Wat zijn de verschillende soorten kleurenblindheid?
Kleurenblindheid of kleurgezichtsgebrek is een oogaandoening waarbij de getroffen persoon het verschil tussen kleuren niet kan zien. Het verwijst niet noodzakelijkerwijs alleen naar een persoon die volledig kleurenblind is, dat is iemand die alleen in zwart-wit ziet. Bij mensen zijn verschillende soorten kleurenblindheid te vinden. Samen met totale kleurenblindheid zijn twee andere soorten van de aandoening rode en groene kleurenblindheid en blauwe en gele kleurenblindheid. Een persoon met bepaalde soorten kleurenblindheid kan een gedeeltelijke of totale blindheid voor die kleur hebben.

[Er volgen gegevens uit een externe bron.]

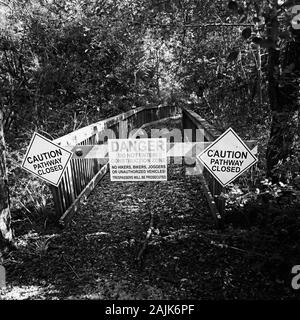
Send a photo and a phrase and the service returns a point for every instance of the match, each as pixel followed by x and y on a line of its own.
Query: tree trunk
pixel 283 96
pixel 5 217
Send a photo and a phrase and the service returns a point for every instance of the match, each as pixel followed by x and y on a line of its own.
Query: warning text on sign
pixel 138 159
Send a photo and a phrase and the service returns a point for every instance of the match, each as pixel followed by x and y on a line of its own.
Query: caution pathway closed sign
pixel 45 159
pixel 227 157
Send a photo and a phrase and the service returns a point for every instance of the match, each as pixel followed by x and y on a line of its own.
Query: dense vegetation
pixel 66 64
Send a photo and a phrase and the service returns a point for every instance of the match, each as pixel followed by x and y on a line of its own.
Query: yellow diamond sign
pixel 227 157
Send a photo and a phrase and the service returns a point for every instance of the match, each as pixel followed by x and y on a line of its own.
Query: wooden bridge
pixel 82 175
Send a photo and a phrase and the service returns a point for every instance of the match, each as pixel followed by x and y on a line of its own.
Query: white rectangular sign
pixel 138 159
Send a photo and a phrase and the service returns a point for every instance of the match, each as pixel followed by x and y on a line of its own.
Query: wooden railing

Om de verschillende soorten kleurenblindheid te begrijpen, is het waarschijnlijk het beste om eerst te weten wat kleurenvisie mogelijk maakt. Simpel gezegd, het netvlies, het deel van het oog dat mensen laat zien, heeft staven en kegels. Staven maken nachtzicht mogelijk en kegels zorgen voor kleurenzicht. Elke kegel heeft een lichtgevoelig pigment dat reageert op de kleuren rood, groen of blauw. Kleurenblindheid wordt veroorzaakt door eventuele tekortkomingen in deze pigmenten.
Een persoon met regelmatig gezichtsvermogen, ook wel trichromatie genoemd, heeft geen pigmentgebrek en kan dus rood, groen en blauw zien. Iemand met een verkeerd uitgelijnd pigment heeft abnormale trichomatie, wat betekent dat hij alle drie de kleuren kan zien, maar een van de kleuren ziet er zwakker uit dan een persoon met een normaal gezichtsvermogen. Dichromatie is wanneer een persoon slechts twee van de drie kleuren ziet, meestal vanwege een ontbrekend of ernstig probleem met het bijbehorende pigment. Ten slotte wordt gezegd dat iemand die slechts één kleur ziet, monochromatie heeft.
Binnen abnormale trichromatie, dichromatie en monochromatie zijn er namen voor elke kleurtekort. Rood, groen of blauw niet in zijn volle diepte en helderheid kunnen zien, wordt respectievelijk protanomalie, deuteranomalie en tritanomalie genoemd. In dezelfde geest wordt het helemaal niet zien van rood, groen of blauw protanopie, deuteranopie en tritanopie genoemd. Voor monochromatie wordt het zien van helemaal geen kleuren typisch monochromatie genoemd, terwijl het zien van heel weinig kleur atypische monochromatie wordt genoemd.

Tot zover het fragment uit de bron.